Nowadays, when new vehicles are developed, like personal cars, buses and heavy-duty trucks, much of the development are done using computers. Instead of building new components and concepts as prototypes and testing them physically out in the world, like it used to be, they are built as mathematical models and tested virtually. This is both faster and less resource demanding, and many more concepts can be tested in the same amount of time. In the end, it means that goals and targets that are otherwise very hard to reach, like zero net CO2 emissions or fully automated driving, may become possible to achieve in the long run.
However, there are some issue with testing things in a virtual world, that does not exist in the physical counterpart. Namely the world itself. Not only must the vehicle (or component, if working with parts and subsystems) be modelled mathematically, but the surroundings and their effects must be considered too. In the real world, the laws of physics are already there. When a vehicle drives around it is affected by gravitation, aerodynamic resistance, slippery surfaces, rolling resistance, bumps, potholes and a million other things, all the time. In addition, there is a driver at the helm, with his or her ideas about how to manoeuvre, where to go and how fast to get there.
In a virtual setting, all these things must be described manually, otherwise they will not show up. It is important to get them right, so that the virtual vehicle is used in a realistic way. If this is fulfilled, then there is a good chance that the technical designs and solutions that are developed, work in the manner that they are supposed to, for example by lowering the CO2 emissions in the predicted way. On the other hand, if the virtual vehicle is not used in realistically, then it becomes very difficult to develop effective solutions, because there is a high risk they do not work as expected. In this thesis, we look at a couple of ways that the road, the surroundings, the traffic and the transport mission can be described mathematically.

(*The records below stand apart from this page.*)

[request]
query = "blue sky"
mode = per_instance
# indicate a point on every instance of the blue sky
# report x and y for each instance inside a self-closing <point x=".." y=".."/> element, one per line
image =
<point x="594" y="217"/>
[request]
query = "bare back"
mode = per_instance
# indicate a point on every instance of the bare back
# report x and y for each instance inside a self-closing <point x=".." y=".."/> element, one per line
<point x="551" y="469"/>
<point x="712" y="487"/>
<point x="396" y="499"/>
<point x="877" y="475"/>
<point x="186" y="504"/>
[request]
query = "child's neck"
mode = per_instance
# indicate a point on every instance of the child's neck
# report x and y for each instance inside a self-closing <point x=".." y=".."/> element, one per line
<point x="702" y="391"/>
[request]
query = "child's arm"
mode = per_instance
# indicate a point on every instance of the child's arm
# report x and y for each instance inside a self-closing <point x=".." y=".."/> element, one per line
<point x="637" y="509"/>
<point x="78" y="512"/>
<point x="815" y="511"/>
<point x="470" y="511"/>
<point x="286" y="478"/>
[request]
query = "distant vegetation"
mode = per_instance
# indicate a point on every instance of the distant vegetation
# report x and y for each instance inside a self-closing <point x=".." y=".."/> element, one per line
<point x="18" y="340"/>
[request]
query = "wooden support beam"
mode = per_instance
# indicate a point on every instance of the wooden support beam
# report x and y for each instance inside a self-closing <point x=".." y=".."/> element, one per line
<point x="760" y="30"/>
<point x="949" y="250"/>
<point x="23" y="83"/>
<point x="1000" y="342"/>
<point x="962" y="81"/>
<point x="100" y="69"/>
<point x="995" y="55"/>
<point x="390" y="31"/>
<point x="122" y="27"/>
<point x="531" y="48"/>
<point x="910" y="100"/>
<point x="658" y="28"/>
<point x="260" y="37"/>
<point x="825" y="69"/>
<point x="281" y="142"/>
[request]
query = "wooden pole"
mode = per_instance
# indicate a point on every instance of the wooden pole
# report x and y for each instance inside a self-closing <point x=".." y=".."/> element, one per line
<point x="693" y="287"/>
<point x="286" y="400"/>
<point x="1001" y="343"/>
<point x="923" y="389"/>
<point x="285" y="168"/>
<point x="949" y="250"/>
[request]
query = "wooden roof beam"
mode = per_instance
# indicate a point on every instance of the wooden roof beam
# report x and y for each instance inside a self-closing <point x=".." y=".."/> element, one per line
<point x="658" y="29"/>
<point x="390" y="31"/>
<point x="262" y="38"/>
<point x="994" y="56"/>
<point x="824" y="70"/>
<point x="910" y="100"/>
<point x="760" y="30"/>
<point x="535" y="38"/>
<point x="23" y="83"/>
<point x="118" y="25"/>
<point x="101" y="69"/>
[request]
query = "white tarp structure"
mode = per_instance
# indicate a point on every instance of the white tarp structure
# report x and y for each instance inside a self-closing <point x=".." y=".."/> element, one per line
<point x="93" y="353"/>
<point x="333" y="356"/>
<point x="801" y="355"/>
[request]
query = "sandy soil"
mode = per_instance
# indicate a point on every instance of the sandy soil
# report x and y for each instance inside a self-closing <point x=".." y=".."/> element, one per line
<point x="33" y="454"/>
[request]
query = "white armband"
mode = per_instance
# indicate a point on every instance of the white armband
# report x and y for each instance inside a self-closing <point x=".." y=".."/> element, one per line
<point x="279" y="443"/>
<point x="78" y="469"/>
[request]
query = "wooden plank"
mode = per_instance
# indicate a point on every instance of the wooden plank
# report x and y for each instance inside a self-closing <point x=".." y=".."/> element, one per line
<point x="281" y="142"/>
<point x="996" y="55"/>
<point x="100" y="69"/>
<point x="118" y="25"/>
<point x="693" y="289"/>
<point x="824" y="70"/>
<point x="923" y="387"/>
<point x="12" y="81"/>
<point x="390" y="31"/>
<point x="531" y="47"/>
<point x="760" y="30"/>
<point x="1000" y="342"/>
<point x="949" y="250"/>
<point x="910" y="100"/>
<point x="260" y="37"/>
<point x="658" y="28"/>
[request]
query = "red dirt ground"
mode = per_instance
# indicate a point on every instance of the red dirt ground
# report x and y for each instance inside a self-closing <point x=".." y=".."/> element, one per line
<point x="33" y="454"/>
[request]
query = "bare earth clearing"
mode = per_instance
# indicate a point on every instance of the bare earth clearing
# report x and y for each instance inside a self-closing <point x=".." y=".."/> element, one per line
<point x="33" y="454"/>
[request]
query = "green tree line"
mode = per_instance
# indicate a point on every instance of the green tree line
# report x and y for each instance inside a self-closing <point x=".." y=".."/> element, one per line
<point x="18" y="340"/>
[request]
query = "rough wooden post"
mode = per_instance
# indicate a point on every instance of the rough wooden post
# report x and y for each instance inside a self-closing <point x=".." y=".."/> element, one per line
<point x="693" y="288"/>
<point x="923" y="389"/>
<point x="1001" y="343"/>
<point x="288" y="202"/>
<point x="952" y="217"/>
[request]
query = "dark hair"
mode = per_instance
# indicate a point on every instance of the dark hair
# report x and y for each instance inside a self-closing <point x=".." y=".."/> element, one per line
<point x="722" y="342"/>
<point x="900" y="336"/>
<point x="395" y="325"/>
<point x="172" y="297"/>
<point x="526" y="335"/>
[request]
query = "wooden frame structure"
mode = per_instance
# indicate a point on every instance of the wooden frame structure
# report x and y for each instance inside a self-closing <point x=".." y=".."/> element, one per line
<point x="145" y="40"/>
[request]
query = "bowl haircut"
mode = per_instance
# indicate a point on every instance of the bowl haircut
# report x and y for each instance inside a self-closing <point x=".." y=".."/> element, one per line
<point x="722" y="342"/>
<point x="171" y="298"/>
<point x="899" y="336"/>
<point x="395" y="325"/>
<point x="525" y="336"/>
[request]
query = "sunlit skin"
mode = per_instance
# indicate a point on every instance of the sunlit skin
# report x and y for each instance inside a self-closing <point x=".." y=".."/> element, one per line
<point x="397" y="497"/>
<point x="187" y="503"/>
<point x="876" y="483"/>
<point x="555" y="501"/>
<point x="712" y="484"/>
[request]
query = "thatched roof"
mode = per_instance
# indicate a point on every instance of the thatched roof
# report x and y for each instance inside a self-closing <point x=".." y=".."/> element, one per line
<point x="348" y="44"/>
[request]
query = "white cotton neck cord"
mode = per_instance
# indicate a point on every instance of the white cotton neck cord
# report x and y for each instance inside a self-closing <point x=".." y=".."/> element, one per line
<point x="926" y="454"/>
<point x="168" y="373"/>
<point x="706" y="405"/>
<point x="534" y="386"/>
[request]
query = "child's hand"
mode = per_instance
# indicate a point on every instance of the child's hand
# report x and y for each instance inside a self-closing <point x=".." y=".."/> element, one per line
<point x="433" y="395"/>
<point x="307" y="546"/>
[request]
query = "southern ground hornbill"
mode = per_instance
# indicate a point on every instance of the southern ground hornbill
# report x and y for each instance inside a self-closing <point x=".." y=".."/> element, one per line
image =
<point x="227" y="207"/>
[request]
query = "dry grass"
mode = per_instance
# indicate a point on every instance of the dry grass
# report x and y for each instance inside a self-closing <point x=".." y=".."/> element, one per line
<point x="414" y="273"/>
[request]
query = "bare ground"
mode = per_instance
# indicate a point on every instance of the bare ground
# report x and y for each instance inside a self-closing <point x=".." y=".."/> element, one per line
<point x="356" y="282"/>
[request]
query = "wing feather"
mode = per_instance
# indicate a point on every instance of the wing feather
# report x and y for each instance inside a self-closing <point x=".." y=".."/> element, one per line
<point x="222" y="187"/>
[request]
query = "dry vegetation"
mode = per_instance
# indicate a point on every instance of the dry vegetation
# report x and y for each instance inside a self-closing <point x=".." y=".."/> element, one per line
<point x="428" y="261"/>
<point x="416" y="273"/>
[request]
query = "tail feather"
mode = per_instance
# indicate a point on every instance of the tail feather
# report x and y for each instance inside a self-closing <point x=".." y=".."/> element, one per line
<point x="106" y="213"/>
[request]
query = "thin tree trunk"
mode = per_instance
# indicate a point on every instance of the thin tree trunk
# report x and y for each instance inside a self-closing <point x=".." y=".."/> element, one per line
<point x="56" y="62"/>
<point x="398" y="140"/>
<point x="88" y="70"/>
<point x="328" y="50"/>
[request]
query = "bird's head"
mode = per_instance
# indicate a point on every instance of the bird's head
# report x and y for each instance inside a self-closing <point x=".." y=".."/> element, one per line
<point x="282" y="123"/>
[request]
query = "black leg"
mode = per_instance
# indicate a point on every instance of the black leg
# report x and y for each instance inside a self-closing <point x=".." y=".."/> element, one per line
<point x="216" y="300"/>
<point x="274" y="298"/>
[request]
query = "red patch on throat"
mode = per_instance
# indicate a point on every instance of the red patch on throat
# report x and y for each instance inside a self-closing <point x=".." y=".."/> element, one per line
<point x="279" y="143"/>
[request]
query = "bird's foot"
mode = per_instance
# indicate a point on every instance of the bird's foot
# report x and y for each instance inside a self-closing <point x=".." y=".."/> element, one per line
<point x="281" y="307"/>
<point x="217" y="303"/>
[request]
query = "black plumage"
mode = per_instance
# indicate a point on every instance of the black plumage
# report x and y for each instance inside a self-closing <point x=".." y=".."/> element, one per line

One particularly interesting way of doing this, is to pretend that the road consists of a bunch of properties that behave randomly, much like the roll of a die. The different properties, like the hills and the valleys, the curves, the unevenness, and the road signs, behave in their own way - the dice are different - so the randomness can be fitted to the individual properties. When this randomness is measured, we can then start to predict what a road should look like (on average and something about how it varies) and model it realistically in the virtual world.